Voters Prefer Deep-Voiced Politicians, Says New Study

Obama singing
U.S. President Barack Obama (C) leads entertainers including Bill Cosby (L) and James Taylor (R) on stage in a rendition of happy birthday for U.S. Senator Ted Kennedy (not pictured) during a musical tribute to mark Kennedy's 77th birthday at the Kennedy Center in Washington, March 8, 2009. A new study has found that voters prefer candidates with a deeper voice. Jason Reed/Reuters

Britain's Iron Lady, Margaret Thatcher, famously undertook coaching lessons to help deepen her voice, for fear that her shrill tones would not be taken seriously in the world of 1980s British politics. Turns out she may have been on to something. A new study claims that voters prefer political candidates with deeper voices, as they appeal to our "caveman instincts."

The study, published today in the open access journal PLOS ONE, found that deeper voiced candidates gathered 60 to 76 percent of the votes when compared to their counterparts with higher voices. Scientists also found that voters preferred candidates in their 40s and 50s, the period in the life cycle when male and female voices reach their deepest pitch.

It's not clear whether the voices of men and women were compared in the same group side-by-side, or if the genders were compared separately.

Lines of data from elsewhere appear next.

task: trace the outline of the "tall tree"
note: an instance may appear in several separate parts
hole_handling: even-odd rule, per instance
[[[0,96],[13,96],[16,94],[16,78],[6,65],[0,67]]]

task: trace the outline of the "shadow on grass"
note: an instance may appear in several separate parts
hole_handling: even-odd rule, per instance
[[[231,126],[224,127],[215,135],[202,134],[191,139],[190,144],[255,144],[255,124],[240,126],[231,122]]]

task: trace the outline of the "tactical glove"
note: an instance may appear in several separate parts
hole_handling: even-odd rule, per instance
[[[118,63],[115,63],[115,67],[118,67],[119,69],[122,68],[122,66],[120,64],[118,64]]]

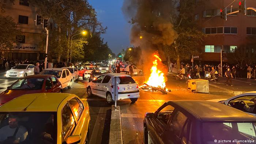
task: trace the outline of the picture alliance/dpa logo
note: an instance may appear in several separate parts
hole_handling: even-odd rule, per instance
[[[255,142],[253,140],[251,140],[250,139],[248,139],[248,140],[238,140],[235,139],[233,140],[214,140],[214,142],[215,143],[254,143]]]

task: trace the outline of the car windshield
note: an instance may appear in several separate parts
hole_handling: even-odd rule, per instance
[[[44,79],[30,78],[16,81],[10,88],[10,90],[38,90],[42,89]]]
[[[61,71],[54,71],[54,70],[44,70],[40,74],[40,75],[53,75],[56,76],[57,78],[60,77],[61,75]]]
[[[131,84],[135,83],[134,80],[131,76],[119,76],[118,77],[120,79],[120,84]]]
[[[12,136],[13,133],[11,132],[13,130],[10,128],[11,126],[15,128],[18,126],[19,132],[16,136],[18,138],[14,140],[18,141],[19,143],[57,143],[56,113],[41,111],[0,112],[0,133],[5,134],[0,136],[0,140],[1,142],[8,141],[7,140]],[[8,135],[10,133],[10,135]],[[49,137],[42,136],[46,134]],[[12,143],[12,141],[3,143]]]
[[[93,72],[93,75],[101,75],[105,73],[110,73],[109,71],[107,70],[95,70]]]
[[[202,124],[202,136],[203,144],[213,144],[213,141],[221,140],[256,140],[256,123],[252,122],[204,122]],[[217,141],[217,142],[219,141]],[[244,141],[244,142],[245,141]],[[215,141],[215,143],[216,141]],[[248,143],[239,142],[240,144]],[[218,143],[224,143],[223,142]]]
[[[17,65],[12,68],[12,69],[25,69],[27,68],[27,65]]]
[[[102,64],[101,65],[101,67],[108,67],[108,64]]]

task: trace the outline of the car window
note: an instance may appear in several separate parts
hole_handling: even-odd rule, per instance
[[[67,76],[69,76],[69,72],[66,69],[65,70],[65,71],[66,71],[66,75],[67,75]]]
[[[54,85],[55,85],[57,84],[58,82],[57,82],[57,79],[56,78],[56,77],[52,76],[51,77],[51,79],[52,79],[52,81]]]
[[[99,76],[95,80],[95,82],[96,83],[101,83],[102,79],[105,76]]]
[[[108,83],[111,79],[111,77],[110,76],[106,76],[104,78],[104,79],[103,79],[102,83]]]
[[[188,118],[180,111],[174,114],[170,125],[170,128],[174,134],[179,136]]]
[[[62,77],[63,78],[65,78],[66,77],[66,72],[65,72],[65,71],[63,71],[63,73],[62,73]]]
[[[51,87],[52,86],[52,82],[51,80],[49,78],[46,79],[46,82],[45,83],[45,88],[52,88]]]
[[[61,111],[62,133],[64,138],[71,135],[75,129],[76,122],[71,109],[66,104]]]

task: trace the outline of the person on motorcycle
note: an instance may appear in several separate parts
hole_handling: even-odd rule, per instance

Casey Klofstad, Associate Professor of Political Science at the University of Miami and co-author of the study, says the findings may be linked to a time in human history when good leadership was associated with physical power and brute force, which may have been indicated by a deeper voice. Higher levels of testosterone—which can lead to more aggressive behavior—have previously been linked to lower-pitched voices among men but not women.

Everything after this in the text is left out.